I believe there ought to be a how-to manual for life. And each of us should be required to read it at an early age.
We know how to walk on the moon, cure diseases and develop bombs capable of wiping out entire cities. Why can’t we develop a “successful life-skills” curriculum and make it required for young people? I know, I know. It’s the job of parents to teach these skills. But what about parents who don’t have these skills themselves? What happens to their kids?
For some of us, it has meant that we live life unconsciously. We don’t know that we don’t know. We are asleep and don’t realize it. And we raise our own kids to be sleepwalkers too.
For others of us, we begin to realize that we have been asleep. Perhaps it hits us during the pain of a dead marriage or divorce. Maybe we’ve been jolted back to life by a nagging depression. Or a decade doing work we find unfulfilling. We may just be tired of envying others who seem more alive than we are.
When and if we decide to wake up, we then face the difficult challenge of change. Can I un-learn the unsuccessful habits I developed so long ago? We try self-help and therapy. Some turn to religion to guide them on the dark path of the unknown.

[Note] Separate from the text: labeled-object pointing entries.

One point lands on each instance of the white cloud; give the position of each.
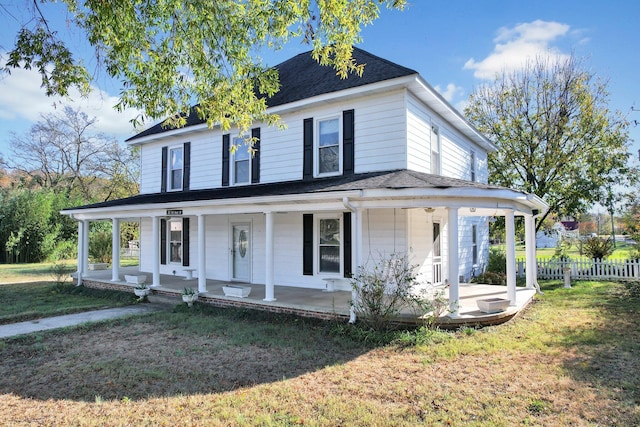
(514, 46)
(450, 92)
(23, 101)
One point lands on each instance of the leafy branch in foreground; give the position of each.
(173, 54)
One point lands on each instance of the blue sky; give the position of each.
(454, 45)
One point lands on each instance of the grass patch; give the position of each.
(20, 273)
(571, 358)
(28, 301)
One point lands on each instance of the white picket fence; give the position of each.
(585, 269)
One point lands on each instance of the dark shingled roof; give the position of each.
(395, 180)
(302, 77)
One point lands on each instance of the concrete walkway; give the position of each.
(15, 329)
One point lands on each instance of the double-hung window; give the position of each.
(472, 165)
(329, 238)
(328, 147)
(176, 168)
(241, 162)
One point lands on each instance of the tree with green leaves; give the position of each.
(555, 133)
(63, 153)
(173, 54)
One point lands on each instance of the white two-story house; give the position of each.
(366, 167)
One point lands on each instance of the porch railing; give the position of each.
(584, 269)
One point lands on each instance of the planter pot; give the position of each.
(492, 305)
(190, 299)
(236, 291)
(136, 279)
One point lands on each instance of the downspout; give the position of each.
(352, 312)
(535, 282)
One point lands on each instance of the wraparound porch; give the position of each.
(315, 302)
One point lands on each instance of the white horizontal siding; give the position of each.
(454, 156)
(380, 133)
(418, 136)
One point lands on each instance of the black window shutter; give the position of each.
(255, 161)
(163, 241)
(163, 177)
(186, 172)
(307, 244)
(348, 269)
(225, 160)
(307, 165)
(347, 143)
(185, 242)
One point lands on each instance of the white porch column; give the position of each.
(511, 256)
(80, 271)
(155, 227)
(356, 236)
(269, 294)
(530, 246)
(202, 256)
(85, 246)
(115, 250)
(453, 262)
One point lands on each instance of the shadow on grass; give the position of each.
(606, 338)
(186, 351)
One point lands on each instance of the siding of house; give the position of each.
(418, 135)
(380, 131)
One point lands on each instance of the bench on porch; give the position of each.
(136, 279)
(188, 273)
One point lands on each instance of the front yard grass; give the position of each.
(35, 300)
(571, 358)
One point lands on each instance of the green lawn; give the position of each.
(35, 300)
(571, 358)
(16, 273)
(621, 251)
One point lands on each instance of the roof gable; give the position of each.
(302, 77)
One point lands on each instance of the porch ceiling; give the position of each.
(389, 189)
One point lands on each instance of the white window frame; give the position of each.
(474, 244)
(316, 146)
(436, 151)
(316, 245)
(472, 165)
(170, 168)
(170, 221)
(239, 143)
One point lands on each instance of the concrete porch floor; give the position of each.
(318, 303)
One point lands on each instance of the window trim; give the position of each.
(316, 244)
(316, 145)
(170, 169)
(472, 166)
(474, 244)
(178, 220)
(239, 143)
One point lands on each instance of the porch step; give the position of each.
(164, 299)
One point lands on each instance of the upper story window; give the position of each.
(472, 165)
(328, 147)
(329, 238)
(474, 244)
(435, 150)
(175, 168)
(241, 162)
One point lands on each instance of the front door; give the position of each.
(437, 254)
(241, 252)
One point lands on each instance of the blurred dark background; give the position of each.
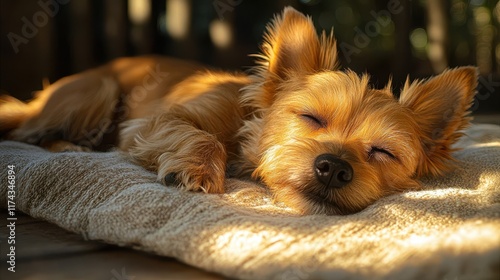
(49, 39)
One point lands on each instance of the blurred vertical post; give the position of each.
(437, 30)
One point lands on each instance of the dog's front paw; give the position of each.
(202, 168)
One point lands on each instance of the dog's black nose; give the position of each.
(332, 171)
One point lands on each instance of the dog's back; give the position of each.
(85, 108)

I’d like to think there’s a better way. If we taught our youth basic life-skills while they were still forming their “how to be in this world” views we could prevent their subsequent need for divorce, depression and therapy later in life. Not to mention how much more and earlier they would benefit society. They would already have the framework of what to do, and if they got off track, they could just remind themselves of what they already know.
I would much rather have taken an hour a week at the age of ten to learn how to delay gratification, regulate emotions, control impulses, respect myself and others, eat healthy foods, exercise, be creative, set goals, manage my time, know my values and live by them, understand the joy of helping others in need and generally how to be a productive, joyful member of society – – than have to spend an obscene amount of money and an hour a week with a therapist trying to learn the same things at the age of thirty-three.

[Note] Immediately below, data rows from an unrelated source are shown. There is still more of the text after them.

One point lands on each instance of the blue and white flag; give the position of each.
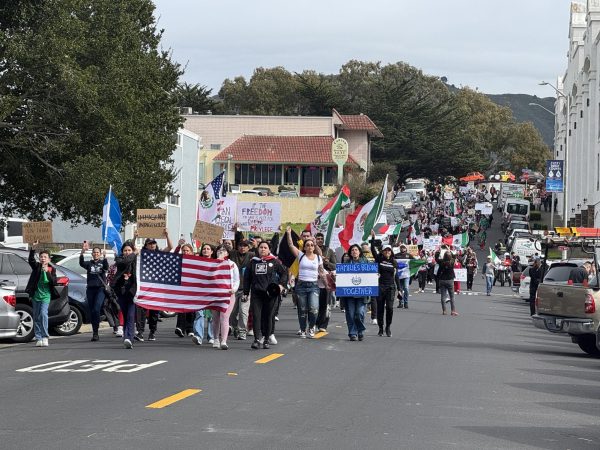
(111, 222)
(207, 206)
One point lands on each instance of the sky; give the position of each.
(505, 46)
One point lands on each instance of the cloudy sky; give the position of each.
(504, 46)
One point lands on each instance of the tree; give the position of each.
(86, 101)
(195, 96)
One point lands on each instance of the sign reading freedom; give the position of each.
(357, 280)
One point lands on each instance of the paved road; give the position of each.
(484, 380)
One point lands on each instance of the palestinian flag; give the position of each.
(360, 223)
(460, 240)
(495, 259)
(325, 221)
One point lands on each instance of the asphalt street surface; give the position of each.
(486, 379)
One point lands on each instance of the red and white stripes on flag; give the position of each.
(182, 283)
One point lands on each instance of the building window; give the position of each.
(331, 175)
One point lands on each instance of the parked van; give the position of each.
(516, 206)
(11, 234)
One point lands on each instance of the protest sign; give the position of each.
(260, 217)
(460, 274)
(412, 250)
(37, 231)
(225, 215)
(208, 233)
(151, 222)
(357, 280)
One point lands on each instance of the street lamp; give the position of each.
(559, 93)
(543, 107)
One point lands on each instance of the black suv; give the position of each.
(15, 269)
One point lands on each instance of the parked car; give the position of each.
(9, 319)
(15, 269)
(472, 176)
(404, 199)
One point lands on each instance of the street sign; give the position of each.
(554, 175)
(339, 155)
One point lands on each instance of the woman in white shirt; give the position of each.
(307, 289)
(221, 319)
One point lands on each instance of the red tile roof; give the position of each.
(358, 122)
(281, 149)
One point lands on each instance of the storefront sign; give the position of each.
(259, 217)
(357, 280)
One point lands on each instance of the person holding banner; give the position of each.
(125, 286)
(264, 278)
(388, 284)
(355, 306)
(221, 319)
(307, 289)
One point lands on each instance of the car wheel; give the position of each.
(72, 325)
(25, 329)
(587, 343)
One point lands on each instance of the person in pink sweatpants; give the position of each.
(221, 319)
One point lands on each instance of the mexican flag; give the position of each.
(389, 230)
(360, 223)
(409, 267)
(325, 221)
(495, 259)
(460, 240)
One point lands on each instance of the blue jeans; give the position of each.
(489, 282)
(308, 301)
(404, 286)
(40, 319)
(199, 326)
(95, 296)
(355, 315)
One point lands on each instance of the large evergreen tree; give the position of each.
(86, 100)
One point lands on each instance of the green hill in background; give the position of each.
(523, 112)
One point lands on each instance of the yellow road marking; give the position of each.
(269, 358)
(173, 398)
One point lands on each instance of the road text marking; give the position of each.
(269, 358)
(173, 398)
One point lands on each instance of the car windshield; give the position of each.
(559, 272)
(516, 208)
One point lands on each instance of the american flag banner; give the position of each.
(182, 283)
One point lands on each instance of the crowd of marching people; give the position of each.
(262, 272)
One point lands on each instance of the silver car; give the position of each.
(9, 319)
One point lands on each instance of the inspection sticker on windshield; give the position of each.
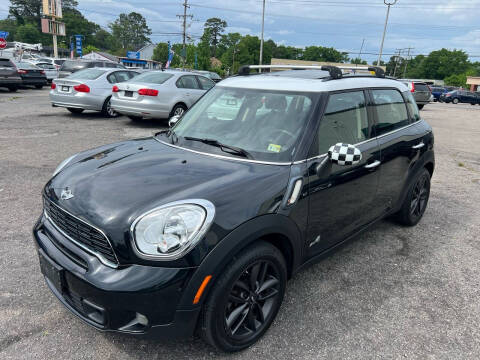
(274, 148)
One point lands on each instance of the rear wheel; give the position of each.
(178, 110)
(245, 299)
(75, 110)
(416, 201)
(107, 108)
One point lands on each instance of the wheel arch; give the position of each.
(278, 230)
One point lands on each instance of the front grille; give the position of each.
(80, 231)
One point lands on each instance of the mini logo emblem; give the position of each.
(66, 194)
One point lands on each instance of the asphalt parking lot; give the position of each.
(394, 292)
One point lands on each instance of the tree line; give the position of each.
(217, 49)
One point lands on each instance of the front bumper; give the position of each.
(134, 299)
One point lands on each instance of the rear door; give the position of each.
(342, 198)
(400, 137)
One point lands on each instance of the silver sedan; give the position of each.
(89, 89)
(159, 94)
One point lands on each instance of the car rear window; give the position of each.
(153, 77)
(87, 74)
(5, 63)
(74, 65)
(421, 87)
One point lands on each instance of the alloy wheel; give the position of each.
(420, 197)
(252, 300)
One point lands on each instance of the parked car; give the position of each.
(71, 66)
(421, 92)
(31, 75)
(9, 77)
(437, 91)
(211, 75)
(89, 89)
(200, 226)
(159, 94)
(460, 96)
(51, 71)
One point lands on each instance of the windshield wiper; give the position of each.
(225, 148)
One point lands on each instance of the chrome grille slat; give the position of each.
(81, 232)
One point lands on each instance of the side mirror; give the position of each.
(344, 154)
(173, 120)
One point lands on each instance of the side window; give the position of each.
(111, 78)
(391, 110)
(206, 84)
(188, 82)
(412, 106)
(345, 120)
(122, 76)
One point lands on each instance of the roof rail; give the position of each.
(336, 72)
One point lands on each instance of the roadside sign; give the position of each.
(133, 55)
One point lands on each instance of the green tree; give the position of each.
(215, 27)
(28, 33)
(131, 30)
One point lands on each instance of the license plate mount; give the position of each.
(52, 272)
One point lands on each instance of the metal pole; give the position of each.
(261, 40)
(385, 29)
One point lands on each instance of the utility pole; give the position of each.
(406, 62)
(388, 3)
(261, 40)
(184, 16)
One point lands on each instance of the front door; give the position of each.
(342, 198)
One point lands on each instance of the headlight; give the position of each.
(62, 165)
(170, 231)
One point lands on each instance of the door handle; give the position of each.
(373, 165)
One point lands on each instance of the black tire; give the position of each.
(416, 202)
(178, 109)
(75, 110)
(107, 109)
(232, 307)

I know that every healthy and happy person has their own unique path to success. But there are some common threads to which everyone, regardless of their race, gender, religion or socioeconomic background should have equal access. I would like my 18 month old daughter to already be who she wants to be by the age of thirty-three. I’d like her to learn successful skills early in her life so her adult years can be spent looking outward to the world wondering how she can help others rather than inward wondering how to help herself.